Rene Aas
- Born: August 13, 1969 (age 57) Tallinn, then part of Estonian SSR, Soviet Union
- Nationality: Estonian

Career history

Estonia
- 1990: AMK Ranna
- 1992: AMK Ramo

Great Britain
- 1993, 1995–1998: Sheffield Tigers
- 1996: Bradford Dukes
- 1999: Stoke Potters
- 2000: Hull Vikings
- 2001: Edinburgh Monarchs

Individual honours
- 1990: World U21 Championship silver

= Rene Aas =

Estonian motorcycle racer (born 1969)

Rene Aas (born 13 August 1969) is an Estonian former motorcycle speedway rider who raced in British Speedway leagues from 1993 to 2001 and represented the Soviet Union at international level in the 1980s.

== Career ==
Aas was born in Tallinn, Estonia, during the Soviet occupation. Aas began racing motorcycles in 1981, racing for the Ranna Sovkhoz motorsport club. In 1986, he finished in third place during the Soviet Union's hippodrome ride championships in the 250 cc class. He won the Soviet Championships in hippodrome ride in 1990 in the 500cc class. He also won five Estonian titles in speedway and hippodrome rides. He raced for Ranna AMK and Ramo AMK after Estonia regained independence.

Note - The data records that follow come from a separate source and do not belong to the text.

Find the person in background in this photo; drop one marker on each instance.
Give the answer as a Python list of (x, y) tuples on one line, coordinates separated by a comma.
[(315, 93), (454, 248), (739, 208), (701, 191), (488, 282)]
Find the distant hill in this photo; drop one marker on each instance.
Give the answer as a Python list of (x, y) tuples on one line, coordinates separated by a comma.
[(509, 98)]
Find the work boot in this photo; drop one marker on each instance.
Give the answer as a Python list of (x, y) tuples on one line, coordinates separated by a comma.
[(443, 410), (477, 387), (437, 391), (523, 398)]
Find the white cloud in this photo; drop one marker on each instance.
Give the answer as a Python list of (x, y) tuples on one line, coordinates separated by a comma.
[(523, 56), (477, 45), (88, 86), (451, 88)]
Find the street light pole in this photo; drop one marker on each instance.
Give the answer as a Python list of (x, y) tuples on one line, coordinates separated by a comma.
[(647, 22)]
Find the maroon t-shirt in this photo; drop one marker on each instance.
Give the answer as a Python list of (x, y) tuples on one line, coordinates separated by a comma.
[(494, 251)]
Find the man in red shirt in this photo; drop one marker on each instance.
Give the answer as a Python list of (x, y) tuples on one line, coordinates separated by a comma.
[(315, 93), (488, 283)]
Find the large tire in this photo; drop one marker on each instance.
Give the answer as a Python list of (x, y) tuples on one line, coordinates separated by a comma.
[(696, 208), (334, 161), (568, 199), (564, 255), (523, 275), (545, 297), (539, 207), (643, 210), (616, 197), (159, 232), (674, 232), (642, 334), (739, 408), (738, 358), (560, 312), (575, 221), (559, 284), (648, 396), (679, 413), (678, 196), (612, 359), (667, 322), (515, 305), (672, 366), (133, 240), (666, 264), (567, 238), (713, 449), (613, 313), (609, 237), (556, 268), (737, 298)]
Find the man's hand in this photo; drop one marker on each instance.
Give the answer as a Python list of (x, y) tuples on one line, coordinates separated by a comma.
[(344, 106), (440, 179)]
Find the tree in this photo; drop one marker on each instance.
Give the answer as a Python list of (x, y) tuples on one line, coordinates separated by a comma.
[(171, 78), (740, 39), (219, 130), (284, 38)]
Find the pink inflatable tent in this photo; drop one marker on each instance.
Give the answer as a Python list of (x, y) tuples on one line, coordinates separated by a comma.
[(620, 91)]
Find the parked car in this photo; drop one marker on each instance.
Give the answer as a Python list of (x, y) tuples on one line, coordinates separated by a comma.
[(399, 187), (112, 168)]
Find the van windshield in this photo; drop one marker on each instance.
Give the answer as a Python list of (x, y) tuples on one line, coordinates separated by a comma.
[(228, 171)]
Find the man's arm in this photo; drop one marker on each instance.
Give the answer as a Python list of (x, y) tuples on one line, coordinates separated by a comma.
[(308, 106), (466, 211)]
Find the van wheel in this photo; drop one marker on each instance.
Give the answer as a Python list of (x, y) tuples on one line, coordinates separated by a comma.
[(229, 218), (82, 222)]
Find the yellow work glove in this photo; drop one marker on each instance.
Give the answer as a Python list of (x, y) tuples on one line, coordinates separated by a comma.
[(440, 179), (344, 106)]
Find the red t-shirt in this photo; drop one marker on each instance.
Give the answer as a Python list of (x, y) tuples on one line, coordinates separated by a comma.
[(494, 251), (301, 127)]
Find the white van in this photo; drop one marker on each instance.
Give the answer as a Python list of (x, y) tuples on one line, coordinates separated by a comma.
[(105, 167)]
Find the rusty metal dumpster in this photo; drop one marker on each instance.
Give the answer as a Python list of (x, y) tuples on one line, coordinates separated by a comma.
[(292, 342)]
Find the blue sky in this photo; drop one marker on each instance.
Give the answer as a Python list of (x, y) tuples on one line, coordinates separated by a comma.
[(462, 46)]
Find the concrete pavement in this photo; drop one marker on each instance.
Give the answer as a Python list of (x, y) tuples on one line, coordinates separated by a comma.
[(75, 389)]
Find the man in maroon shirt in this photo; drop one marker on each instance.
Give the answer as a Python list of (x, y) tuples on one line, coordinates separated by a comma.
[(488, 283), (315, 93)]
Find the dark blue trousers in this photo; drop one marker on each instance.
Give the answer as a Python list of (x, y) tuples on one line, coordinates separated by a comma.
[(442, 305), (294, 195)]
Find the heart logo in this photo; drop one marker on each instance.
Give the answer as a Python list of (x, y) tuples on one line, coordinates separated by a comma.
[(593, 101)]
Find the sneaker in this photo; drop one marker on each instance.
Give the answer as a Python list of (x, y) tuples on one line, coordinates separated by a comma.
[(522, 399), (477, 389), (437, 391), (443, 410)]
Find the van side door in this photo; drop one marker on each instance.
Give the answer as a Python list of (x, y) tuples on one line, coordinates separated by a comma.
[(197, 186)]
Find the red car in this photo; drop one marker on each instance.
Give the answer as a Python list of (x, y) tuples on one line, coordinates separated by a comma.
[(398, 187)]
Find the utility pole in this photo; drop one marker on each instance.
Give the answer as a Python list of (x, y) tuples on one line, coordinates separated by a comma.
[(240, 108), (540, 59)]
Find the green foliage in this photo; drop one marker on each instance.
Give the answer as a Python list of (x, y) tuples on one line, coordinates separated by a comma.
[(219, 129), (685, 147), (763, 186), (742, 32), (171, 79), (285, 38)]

In 1993, Aas first raced for British teams and was the first Estonian speedway rider to ride in Britain.

Aas raced for Sheffield Tigers, with loan spells at other clubs. Demotivated and feeling as an "homeless" outsider in the United Kingdom, Aas ended his career in 2002.

=== International ===
Aas earned five caps for the Soviet Union. He won silver medal at the 1990 Speedway Under-21 World Championship. In 1989, he reached the finals of the Speedway Under-21 World Championship and the following year won silver medal at the 1990 Speedway Under-21 World Championship.